И показалось мне, что сейчас в лице этой женщины вся Россия-матушка поминает добрым словом отца Амвросия, который любовью своей утолял народное горе.

...Захотел я тогда увезти из Оптиной Пустыни что-нибудь на память о старце Амвросии. И попросил у тамошних монахов яблок из скита, где он жил. Думал, посажу их семена у себя перед домом, вырастут из них яблони. Вот и буду я на них смотреть да вспоминать старца... Только, хоть и привез я к себе на Север яблоки из Оптиной пустыни, да так и не смог вырастить из них яблонь. И поначалу очень жалел об этом. А потом вспомнил, как отец Амвросий говаривал: «главное дело — в нас самих». Такая ли это беда, что не взошли в нашей северной земле семена оптинских яблонь? Главное — чтобы взросло то семя веры, что насадил в мою душу отец Амвросий. И в свое время принесло духовный плод.

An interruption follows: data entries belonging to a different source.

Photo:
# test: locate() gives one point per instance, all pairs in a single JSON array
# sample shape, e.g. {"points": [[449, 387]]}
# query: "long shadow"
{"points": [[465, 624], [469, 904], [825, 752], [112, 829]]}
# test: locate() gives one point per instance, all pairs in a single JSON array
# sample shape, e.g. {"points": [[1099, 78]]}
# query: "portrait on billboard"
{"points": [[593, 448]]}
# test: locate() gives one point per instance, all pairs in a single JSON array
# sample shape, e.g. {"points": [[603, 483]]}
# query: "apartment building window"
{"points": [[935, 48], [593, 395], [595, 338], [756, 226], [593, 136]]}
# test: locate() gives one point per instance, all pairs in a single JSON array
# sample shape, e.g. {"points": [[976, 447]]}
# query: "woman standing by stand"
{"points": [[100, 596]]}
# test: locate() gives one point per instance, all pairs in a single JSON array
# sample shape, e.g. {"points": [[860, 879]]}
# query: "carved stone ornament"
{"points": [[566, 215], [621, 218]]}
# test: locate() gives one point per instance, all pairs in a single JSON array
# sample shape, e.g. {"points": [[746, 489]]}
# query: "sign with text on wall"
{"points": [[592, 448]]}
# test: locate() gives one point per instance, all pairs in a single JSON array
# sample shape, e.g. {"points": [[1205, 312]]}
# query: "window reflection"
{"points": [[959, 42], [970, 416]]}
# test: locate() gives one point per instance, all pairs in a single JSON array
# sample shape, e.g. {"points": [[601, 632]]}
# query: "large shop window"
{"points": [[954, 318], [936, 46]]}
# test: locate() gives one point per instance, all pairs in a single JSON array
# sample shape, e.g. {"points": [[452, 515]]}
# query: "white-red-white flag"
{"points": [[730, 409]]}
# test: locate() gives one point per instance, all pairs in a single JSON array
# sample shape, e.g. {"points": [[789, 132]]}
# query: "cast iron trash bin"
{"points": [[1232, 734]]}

Так что те яблони, что у нас перед домом растут, на самом деле вовсе не из Оптиной Пустыни... Да только разве это важно?

[6] Речь идет о епископе Александре (Закке-Заккис), возглавлявшем Архангельскую и Холомогорскую епархию в 1890—1893 гг.
[7] По новому стилю эта дата приходится на 23 октября. В этот день, а также 24 октября (11 октября по старому стилю) — в день памяти преподобных отцов и старцев Оптинских, празднуется память преподобного Амвросия. День обретения его святых мощей — 23 июня (10 июля по новому стилю).